He got to the base of the tree and looked up. “What a snarled up mess.” He said aloud. Plus the tree was leaning back away from the side hill, completely backwards from where his lay was.

“####…” He muttered. He turned back and faced the side hill, then pulled a pack of smokes out of his shirt pocket. “Hey Marshal! Marsh! Bring the jacks down here and a ####load of wedges!” Jack had wedges with him, just not enough. He lit a cigarette, and started swamping out the brush around the base of the tree with his axe.

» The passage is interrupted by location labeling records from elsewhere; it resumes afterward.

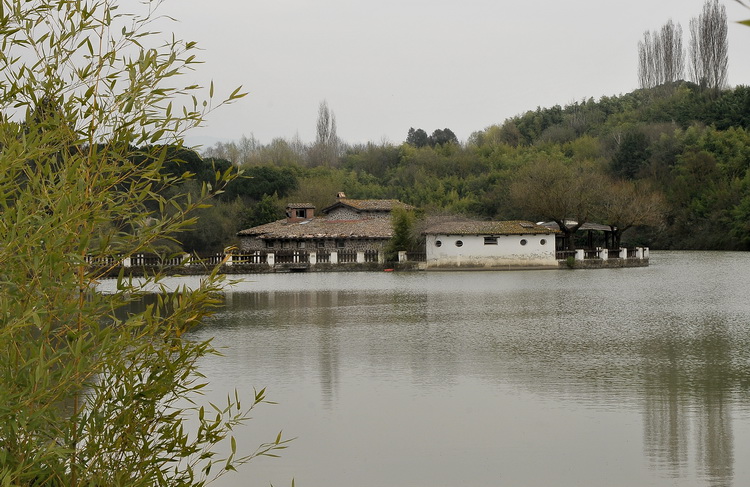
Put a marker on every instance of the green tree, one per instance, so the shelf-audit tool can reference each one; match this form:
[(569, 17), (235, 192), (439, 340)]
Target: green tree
[(267, 210), (631, 155), (417, 138), (91, 394), (403, 233)]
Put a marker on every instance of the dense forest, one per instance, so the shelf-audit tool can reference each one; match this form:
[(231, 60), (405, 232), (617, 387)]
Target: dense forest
[(667, 165)]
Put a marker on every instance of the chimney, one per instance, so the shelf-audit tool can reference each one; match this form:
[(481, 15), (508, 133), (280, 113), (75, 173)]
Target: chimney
[(298, 212)]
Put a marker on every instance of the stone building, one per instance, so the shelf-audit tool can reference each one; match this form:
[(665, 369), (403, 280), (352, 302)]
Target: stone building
[(347, 225), (498, 244)]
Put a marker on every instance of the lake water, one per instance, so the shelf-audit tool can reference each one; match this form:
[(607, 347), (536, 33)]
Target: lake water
[(611, 377)]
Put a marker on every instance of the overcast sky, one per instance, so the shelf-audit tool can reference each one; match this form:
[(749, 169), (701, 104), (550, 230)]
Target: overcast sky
[(384, 66)]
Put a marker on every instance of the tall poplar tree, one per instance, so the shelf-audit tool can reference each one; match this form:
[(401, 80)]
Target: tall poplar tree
[(709, 47)]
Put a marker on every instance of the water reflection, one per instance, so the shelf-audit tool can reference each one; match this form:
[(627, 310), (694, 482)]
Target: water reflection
[(561, 367)]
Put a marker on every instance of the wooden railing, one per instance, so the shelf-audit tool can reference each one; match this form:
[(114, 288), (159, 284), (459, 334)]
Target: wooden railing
[(249, 258)]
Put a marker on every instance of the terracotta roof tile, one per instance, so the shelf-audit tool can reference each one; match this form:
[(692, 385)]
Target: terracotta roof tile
[(322, 228), (514, 227)]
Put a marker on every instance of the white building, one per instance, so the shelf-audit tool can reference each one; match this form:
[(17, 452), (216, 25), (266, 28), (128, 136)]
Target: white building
[(499, 244)]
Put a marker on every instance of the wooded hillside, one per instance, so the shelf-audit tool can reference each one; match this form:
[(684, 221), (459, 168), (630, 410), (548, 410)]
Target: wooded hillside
[(680, 151)]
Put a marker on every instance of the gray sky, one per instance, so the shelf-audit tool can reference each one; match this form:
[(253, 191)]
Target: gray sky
[(384, 66)]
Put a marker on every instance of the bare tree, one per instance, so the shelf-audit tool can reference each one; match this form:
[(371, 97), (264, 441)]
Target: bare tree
[(661, 56), (626, 204), (566, 193), (672, 53), (709, 47), (325, 151)]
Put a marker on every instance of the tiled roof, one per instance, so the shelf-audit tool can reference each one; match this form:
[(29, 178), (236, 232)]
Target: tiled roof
[(585, 226), (322, 228), (515, 227), (369, 205)]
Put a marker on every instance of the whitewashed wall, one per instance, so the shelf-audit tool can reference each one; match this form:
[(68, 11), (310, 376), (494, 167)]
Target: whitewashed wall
[(539, 250)]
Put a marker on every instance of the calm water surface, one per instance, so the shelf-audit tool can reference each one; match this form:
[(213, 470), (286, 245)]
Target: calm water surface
[(622, 377)]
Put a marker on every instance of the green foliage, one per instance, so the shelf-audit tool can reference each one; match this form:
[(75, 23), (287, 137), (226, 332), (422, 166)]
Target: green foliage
[(267, 210), (646, 136), (92, 394), (403, 239)]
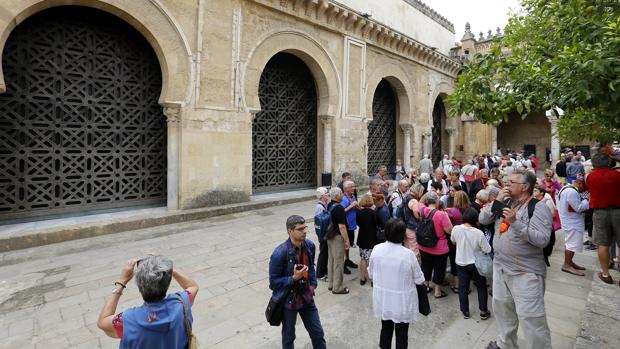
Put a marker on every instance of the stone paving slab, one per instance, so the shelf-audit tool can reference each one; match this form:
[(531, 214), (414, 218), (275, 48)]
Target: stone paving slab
[(32, 234), (50, 296)]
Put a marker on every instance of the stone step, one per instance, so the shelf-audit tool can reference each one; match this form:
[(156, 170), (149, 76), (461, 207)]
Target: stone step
[(21, 236)]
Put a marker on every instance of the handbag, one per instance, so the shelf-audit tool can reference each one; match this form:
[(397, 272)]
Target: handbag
[(192, 340), (275, 309), (484, 264), (423, 303)]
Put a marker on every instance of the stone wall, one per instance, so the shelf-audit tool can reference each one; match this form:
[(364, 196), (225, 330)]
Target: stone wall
[(534, 129), (213, 52)]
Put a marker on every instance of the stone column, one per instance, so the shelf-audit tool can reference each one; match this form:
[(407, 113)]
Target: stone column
[(428, 143), (494, 137), (555, 140), (326, 120), (173, 117), (407, 146), (451, 141)]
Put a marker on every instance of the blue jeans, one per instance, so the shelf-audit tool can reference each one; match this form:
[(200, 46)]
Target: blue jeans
[(310, 316)]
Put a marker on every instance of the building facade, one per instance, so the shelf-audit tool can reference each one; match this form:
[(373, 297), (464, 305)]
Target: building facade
[(193, 103)]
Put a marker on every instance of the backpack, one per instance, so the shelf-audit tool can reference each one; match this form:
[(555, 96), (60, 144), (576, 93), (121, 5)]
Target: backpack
[(390, 207), (321, 224), (531, 205), (405, 214), (331, 230), (425, 234)]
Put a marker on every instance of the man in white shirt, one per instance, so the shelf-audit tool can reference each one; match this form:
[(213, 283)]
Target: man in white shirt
[(571, 209), (425, 165)]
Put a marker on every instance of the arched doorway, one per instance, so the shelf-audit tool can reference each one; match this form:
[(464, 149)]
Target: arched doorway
[(382, 128), (284, 132), (80, 124), (439, 126)]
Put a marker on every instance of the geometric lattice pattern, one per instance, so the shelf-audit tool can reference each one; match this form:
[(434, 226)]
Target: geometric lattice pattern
[(80, 125), (439, 115), (382, 129), (284, 131)]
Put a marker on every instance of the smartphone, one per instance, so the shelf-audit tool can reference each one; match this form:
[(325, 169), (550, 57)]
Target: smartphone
[(498, 208)]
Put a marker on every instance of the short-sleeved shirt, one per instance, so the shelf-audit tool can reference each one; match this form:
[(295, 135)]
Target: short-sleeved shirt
[(117, 321), (352, 213), (441, 222), (338, 215)]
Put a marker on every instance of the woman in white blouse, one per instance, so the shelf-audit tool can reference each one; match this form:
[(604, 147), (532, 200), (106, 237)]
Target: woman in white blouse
[(395, 272)]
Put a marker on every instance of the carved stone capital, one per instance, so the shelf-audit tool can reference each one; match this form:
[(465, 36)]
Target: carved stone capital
[(172, 112), (326, 119), (407, 129)]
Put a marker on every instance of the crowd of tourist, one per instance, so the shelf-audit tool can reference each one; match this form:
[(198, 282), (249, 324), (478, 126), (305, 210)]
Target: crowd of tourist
[(437, 226), (489, 220)]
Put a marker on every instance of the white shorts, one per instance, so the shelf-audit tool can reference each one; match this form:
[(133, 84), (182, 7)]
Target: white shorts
[(573, 240)]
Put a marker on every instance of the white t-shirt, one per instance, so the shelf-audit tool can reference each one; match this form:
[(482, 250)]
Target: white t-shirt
[(395, 271), (469, 241)]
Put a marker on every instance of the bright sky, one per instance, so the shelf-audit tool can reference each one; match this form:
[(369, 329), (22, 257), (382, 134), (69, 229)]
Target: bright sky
[(481, 14)]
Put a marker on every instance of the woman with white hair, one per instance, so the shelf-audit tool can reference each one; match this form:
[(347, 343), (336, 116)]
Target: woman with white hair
[(161, 321), (322, 195)]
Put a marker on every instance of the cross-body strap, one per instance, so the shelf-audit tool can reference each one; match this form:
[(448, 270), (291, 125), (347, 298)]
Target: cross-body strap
[(188, 328)]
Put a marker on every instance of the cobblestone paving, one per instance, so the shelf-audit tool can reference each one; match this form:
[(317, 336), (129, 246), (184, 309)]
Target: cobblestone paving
[(50, 296)]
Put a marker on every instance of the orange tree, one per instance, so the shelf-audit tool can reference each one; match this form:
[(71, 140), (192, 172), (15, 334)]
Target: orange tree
[(555, 53)]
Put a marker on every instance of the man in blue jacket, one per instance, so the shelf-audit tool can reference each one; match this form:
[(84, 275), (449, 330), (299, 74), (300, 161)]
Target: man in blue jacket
[(292, 276)]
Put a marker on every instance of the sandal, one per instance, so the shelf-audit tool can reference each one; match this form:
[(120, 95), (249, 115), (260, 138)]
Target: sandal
[(456, 290), (344, 291), (572, 270), (606, 279)]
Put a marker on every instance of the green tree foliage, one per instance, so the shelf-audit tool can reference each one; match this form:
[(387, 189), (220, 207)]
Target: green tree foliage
[(555, 53)]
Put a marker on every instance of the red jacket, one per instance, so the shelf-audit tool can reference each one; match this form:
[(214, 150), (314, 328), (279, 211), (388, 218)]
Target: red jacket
[(604, 186)]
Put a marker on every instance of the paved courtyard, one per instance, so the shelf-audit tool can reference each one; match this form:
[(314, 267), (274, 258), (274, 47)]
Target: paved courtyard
[(50, 296)]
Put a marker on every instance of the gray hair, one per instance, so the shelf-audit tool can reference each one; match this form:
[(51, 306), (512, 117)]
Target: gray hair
[(600, 160), (153, 277), (320, 191), (293, 220), (431, 198), (528, 178), (483, 195), (376, 181), (334, 192)]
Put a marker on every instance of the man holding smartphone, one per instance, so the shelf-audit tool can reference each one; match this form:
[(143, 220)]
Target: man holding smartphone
[(519, 268), (292, 278)]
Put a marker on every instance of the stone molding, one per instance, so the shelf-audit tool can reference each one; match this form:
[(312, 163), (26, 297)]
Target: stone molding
[(306, 48), (172, 111), (151, 18), (349, 22), (432, 14)]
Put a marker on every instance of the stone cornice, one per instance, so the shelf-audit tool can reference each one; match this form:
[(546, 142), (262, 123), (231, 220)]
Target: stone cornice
[(350, 22), (432, 14)]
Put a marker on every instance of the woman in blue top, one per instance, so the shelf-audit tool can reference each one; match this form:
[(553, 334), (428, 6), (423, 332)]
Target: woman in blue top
[(161, 321)]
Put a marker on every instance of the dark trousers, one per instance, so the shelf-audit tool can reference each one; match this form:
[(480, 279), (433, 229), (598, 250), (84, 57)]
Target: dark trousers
[(310, 316), (321, 263), (435, 266), (387, 328), (466, 274), (452, 257), (351, 234)]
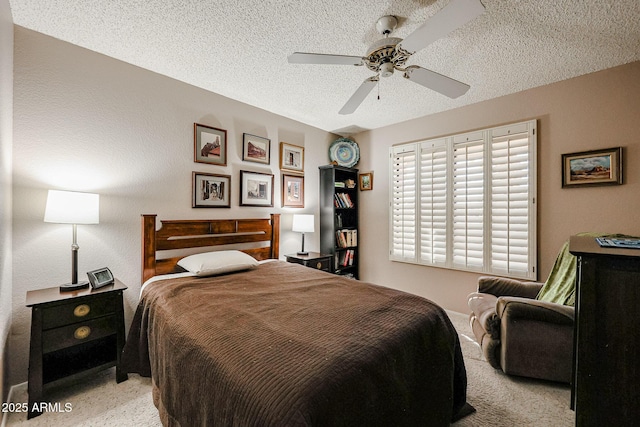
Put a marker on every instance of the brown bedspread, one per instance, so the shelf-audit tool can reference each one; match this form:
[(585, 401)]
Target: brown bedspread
[(286, 345)]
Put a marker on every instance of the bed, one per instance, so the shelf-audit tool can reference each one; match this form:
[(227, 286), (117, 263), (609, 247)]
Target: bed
[(280, 344)]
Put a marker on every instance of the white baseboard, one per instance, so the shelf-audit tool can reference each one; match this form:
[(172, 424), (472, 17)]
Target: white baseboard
[(14, 387)]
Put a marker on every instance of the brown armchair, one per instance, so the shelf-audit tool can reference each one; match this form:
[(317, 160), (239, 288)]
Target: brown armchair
[(526, 328)]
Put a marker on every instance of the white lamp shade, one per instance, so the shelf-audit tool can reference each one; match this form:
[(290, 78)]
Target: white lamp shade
[(302, 223), (70, 207)]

The call came back down the hill, “On the way in five!”

Good, Jack thought to himself. Marsh can bang on wedges and work the jacks while he made the cuts with the saw. Hmm… saw. Might need the big one for this job. Tree was the biggest of the day. “Hey Marsh!” He called back up the hill.

“Yeah?” Marsh hollered back…

“Bring the gear drive. We might need it on this pig!”

“Okay!” Jack was glad he wasn’t packin’ that big SOB down the hill, plus a gunny sack with 2 jacks in it. The gear drive is a McCulloch 890 with a 50” bar on it. Marsh is a tough cookie. He’ll pack it all in one trip. Jack grinned at the thought of Marsh trudging through the brush, and over snags packin’ that thing. Looks like we will earn our pay today he thought.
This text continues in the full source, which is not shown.